Portugal regista desde o início de dezembro um excesso de mortalidade de cerca de 22%, associado ao frio e à gripe. A tendência agrupa-se com o aumento de mortes por doenças respiratórias, segundo uma análise preliminar da DGS e do INSA.
O estudo, divulgado à Lusa, indica que o excesso de mortalidade segue o padrão de uma fase epidémica da gripe sazonal. Os grupos com 65 anos ou mais, especialmente os de 85 e acima, apresentam maior vulnerabilidade.
Observa-se ainda um ligeiro aumento das mortes por doenças cardiovasculares e metabólicas, com impacto acentuado em idosos com doença crónica. O relatório associa o fenómeno ao frio prolongado.
Contexto epidemiológico
Os representantes da DGS e do INSA dizem que os padrões são consistentes com elevada circulação de vírus respiratórios e condições climáticas adversas. Não há indícios de fatores extraordinários até ao momento.

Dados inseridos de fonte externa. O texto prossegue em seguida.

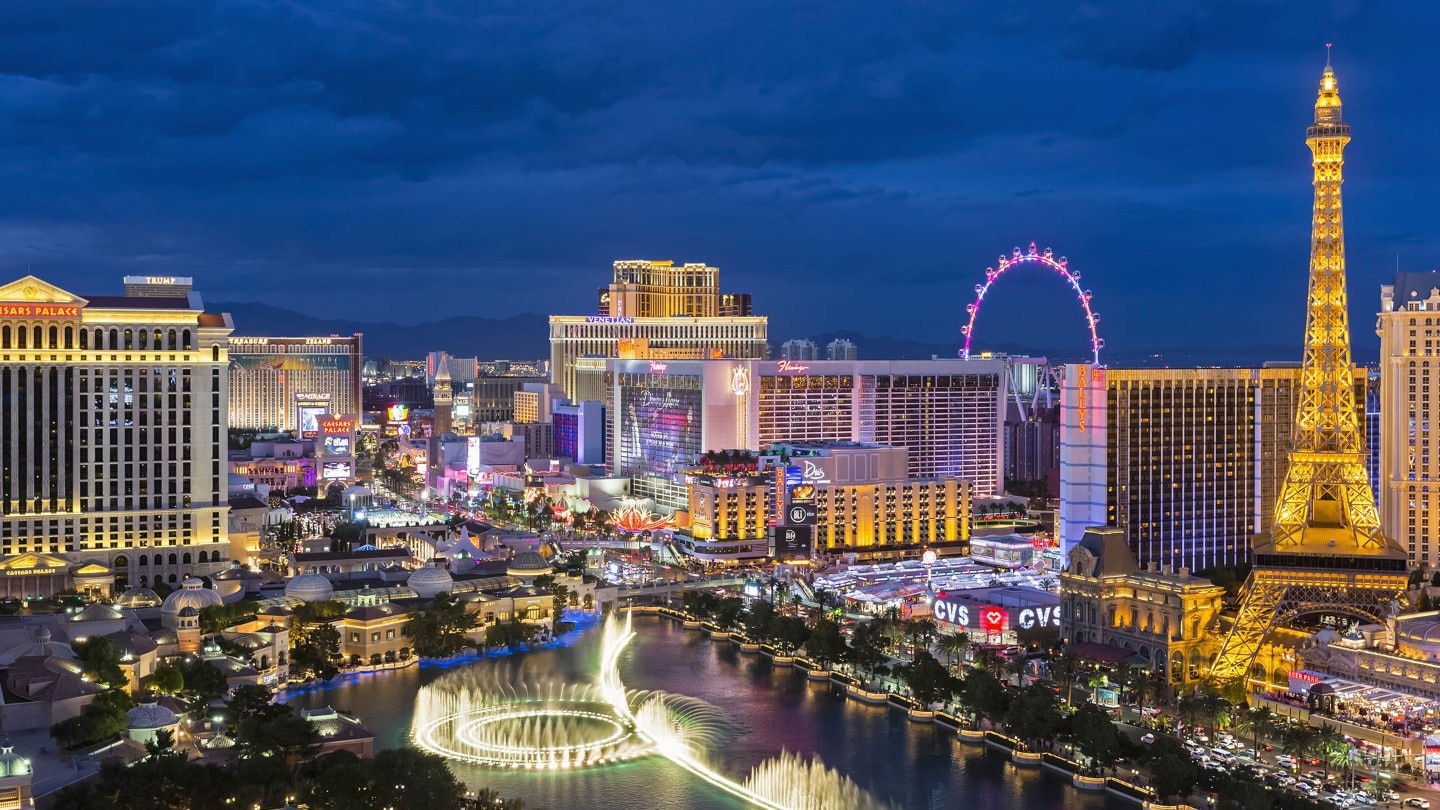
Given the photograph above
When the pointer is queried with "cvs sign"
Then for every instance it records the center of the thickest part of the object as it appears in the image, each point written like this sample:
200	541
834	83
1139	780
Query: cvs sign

Segundo os dados, a mortalidade por doenças do aparelho respiratório passou de 9,7% na semana de 29 setembro a 5 outubro de 2025 para 17% na semana de 22 a 28 de dezembro. O aumento é全国.
Impacto geográfico
O excesso de mortalidade foi detetado em todo o território continental. As regiões Norte, Centro e Algarve foram as primeiras a ser afetadas, com variações regionais relevantes.
Um padrão semelhante surgiu no número de consultas por síndrome gripal, sugerindo uma propagação norte para sul. O Alentejo e o Algarve mostram excessos proporcionais ligeiramente superiores.
Subtipos e condições associadas
A DGS lembra ainda que, pouco antes do período de excesso, houve incremento da atividade gripal, atingindo nível epidémico no final de novembro. O subtipo H3N1 tende a associar-se a maior impacto na mortalidade.
A DGS nota também o período prolongado de temperaturas baixas, que piora a descompensação de doenças crónicas, sobretudo respiratórias e cardiovasculares.
Medidas e orientação
Desde o início da atividade epidémica, a DGS tem reforçado a comunicação à população. A vacinação dos grupos de risco é incentivada, bem como medidas de higiene respiratória e de lavagem das mãos.